Heads of Government of African countries have called for more emphasis on youth development, inclusive and equitable education, good governance and accountability in education management.
President of Ghana, Nana Akufo Addo and representatives of other African leaders made this call in Accra, Ghana’s capital during the 14th General Conference and the golden jubilee celebrations of the Association of African Universities, AAU.
The Ghanaian President challenged the government of all African countries to summon political will in making Africa a better place.
He also tasked that each African country should set priorities on education and locates where to invest its funds in the sector.
“Africa must set her own priorities on any of its education level and locate where to invest its funds in the education sector. Africa must never rely on the World Bank or any other development partners on where to focus between the basic and higher education.
We should recognise our critical role in developing and promoting knowledge fuelled by skilled human capital. We reiterate that you continue to place emphasize on youth development, inclusive and equitable education, good governance and accountability in education management,” Addo stated.
He emphasized on the rising numbers of Universities across the continent saying that the supply is yet to meet the demand.
On the celebration of the 50th anniversary of the Association of African Universities, the Ghanaian President expressed worry that Africa is not doing very well in research, adding that Africa has not made so much clear progress in her higher education sub sector.
He decried that Africa is not doing very well in research and not doing well at all in science and technology.
“Africa is not doing very well in research and we are not doing well at all in science and technology.”
President Addo urged the Association to harness and document Africa`s success stories and achievements.
“African governments are optimistic that AAU will continue to be a key player and instrument to achieving the African Union’s vision of an integrated, prosperous and peaceful continent, driven by its own people and representing a dynamic force in the global arena,” he added.
He appealed to the AAU to interact more with the private sector, governments and development agencies at the local, regional, continental and global levels and as well appoint representatives of these bodies on its advisory boards.
The Gambian Minister of Higher Education Research and Science and technology, Dr Badara Joof, said Education in Africa will be meaningless if it fails to address challenges of corruption, tribalism and radicalisation of youths.
“Africa education must provide for youths crossing the Mediterranean, it must empower youths and provide knowledge,” Dr Joof stated.
The Former President of the Association and the keynote Speaker at the Conference, Professor Ishaq Oloyede, said in his address, on the contributions of the AAU to higher Education Development in Africa: from Early Independence to the present, that Education in Africa is an obstructive catalyst to Africa’s development.
Professor Oloyede hinted that only 6% group of young people in sub Sahara Africa enrol in Higher Education.
He challenged the AAU to call for good governance among African leaders.
“AAU was able to convince governments of Head of states that Higher education is as important as basic education,” Prof Oloyede said.
He also emphasized on the need to change Bachelor’s and Master’s degrees to first degree and second degree.
“This has a vibrating effect on the psyche of gender mainstreaming; therefore it is a policy program that needs to be put in place right now.
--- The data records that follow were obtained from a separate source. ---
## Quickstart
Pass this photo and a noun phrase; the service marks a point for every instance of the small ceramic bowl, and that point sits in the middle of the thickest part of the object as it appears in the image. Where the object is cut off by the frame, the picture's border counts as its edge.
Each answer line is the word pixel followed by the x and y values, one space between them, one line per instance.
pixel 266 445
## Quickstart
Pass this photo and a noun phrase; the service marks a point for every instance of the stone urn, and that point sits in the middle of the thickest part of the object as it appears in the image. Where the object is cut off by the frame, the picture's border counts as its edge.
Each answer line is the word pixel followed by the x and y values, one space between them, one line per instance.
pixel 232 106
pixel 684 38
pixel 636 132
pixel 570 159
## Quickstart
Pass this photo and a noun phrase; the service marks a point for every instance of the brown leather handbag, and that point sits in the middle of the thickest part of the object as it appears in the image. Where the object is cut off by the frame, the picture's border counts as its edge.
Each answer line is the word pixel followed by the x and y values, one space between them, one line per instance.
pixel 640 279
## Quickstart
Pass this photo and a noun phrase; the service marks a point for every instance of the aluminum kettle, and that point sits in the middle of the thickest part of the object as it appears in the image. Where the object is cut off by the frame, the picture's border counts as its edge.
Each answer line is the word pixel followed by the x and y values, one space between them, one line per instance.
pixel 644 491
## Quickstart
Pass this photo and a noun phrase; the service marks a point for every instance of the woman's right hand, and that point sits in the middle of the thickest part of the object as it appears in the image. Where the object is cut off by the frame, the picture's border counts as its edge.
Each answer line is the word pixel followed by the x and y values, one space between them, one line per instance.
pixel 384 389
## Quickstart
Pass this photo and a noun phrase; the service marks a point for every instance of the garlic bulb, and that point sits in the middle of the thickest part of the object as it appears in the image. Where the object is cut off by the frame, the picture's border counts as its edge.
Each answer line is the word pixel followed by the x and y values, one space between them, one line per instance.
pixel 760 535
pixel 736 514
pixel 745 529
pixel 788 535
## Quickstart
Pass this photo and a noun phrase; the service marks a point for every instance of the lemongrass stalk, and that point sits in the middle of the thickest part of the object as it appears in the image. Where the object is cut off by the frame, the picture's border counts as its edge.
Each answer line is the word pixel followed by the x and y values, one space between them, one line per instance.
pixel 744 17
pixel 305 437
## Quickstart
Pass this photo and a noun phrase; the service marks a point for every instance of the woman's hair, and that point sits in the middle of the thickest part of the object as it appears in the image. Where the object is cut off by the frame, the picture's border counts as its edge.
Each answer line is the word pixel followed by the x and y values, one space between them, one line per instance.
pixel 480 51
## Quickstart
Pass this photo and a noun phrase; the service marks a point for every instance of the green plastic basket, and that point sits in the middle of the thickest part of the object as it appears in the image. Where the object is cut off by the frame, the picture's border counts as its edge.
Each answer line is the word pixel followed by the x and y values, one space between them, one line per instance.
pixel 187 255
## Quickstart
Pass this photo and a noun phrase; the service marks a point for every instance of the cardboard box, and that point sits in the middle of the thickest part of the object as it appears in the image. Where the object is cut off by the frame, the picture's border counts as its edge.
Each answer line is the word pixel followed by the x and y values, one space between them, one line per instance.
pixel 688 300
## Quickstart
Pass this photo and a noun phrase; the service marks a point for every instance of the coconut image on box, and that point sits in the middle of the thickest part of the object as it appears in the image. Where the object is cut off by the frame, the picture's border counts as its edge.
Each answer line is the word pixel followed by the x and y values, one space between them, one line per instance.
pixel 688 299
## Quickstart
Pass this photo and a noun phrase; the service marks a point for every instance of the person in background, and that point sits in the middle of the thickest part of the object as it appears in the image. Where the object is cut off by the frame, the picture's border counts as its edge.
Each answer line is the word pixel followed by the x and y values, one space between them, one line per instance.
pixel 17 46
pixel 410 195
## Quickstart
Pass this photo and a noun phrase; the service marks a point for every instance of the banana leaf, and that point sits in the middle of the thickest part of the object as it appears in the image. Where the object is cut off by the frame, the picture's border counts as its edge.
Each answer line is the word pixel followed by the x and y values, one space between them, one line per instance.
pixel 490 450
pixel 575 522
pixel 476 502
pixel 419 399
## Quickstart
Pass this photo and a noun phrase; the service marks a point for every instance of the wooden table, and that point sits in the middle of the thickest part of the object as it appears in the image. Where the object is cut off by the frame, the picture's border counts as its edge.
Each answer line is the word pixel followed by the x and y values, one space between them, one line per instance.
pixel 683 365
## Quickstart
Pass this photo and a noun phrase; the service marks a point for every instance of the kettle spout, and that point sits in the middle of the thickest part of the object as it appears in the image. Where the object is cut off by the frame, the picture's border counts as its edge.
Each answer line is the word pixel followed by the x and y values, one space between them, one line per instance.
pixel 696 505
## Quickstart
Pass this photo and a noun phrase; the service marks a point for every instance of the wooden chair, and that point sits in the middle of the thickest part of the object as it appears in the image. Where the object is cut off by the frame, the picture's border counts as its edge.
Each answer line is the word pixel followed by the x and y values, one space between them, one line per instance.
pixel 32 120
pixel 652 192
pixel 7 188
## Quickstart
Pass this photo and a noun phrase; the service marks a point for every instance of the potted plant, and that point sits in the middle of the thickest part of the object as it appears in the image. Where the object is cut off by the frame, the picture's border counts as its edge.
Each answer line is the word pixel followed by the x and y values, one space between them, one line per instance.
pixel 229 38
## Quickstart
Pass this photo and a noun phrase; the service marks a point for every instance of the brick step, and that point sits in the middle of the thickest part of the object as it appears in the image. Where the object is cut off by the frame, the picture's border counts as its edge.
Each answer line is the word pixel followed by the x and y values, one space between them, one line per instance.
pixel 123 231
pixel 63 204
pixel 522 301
Contrary to Amina Mama`s position, policies that restore, reform and transform higher education in the continent into a more gender friendly one. I hope this will be achieved before the AAU marks its centenary,” Professor Oloyede added.
The Secretary General of the Association, Professor Etinne Ehouan, who was also present said that the AAU aligns itself with the continental educational policies such as the African Union’s global Agenda 2063, the continental Education Strategy, Science Technology and Innovation strategy for Africa among many others.
Professor Ehiouan, stated that the AAU has worked closely with the African Union Commission to develop the Pan African quality Assurance framework and associated African quality rating mechanism.
Representative of the EU to Ghana, William Hanna, said in his goodwill message that “education for us s is top priority on EU`s future agenda.”
Hanna added that the EU and the AU are working together as reflected in issues of climate change.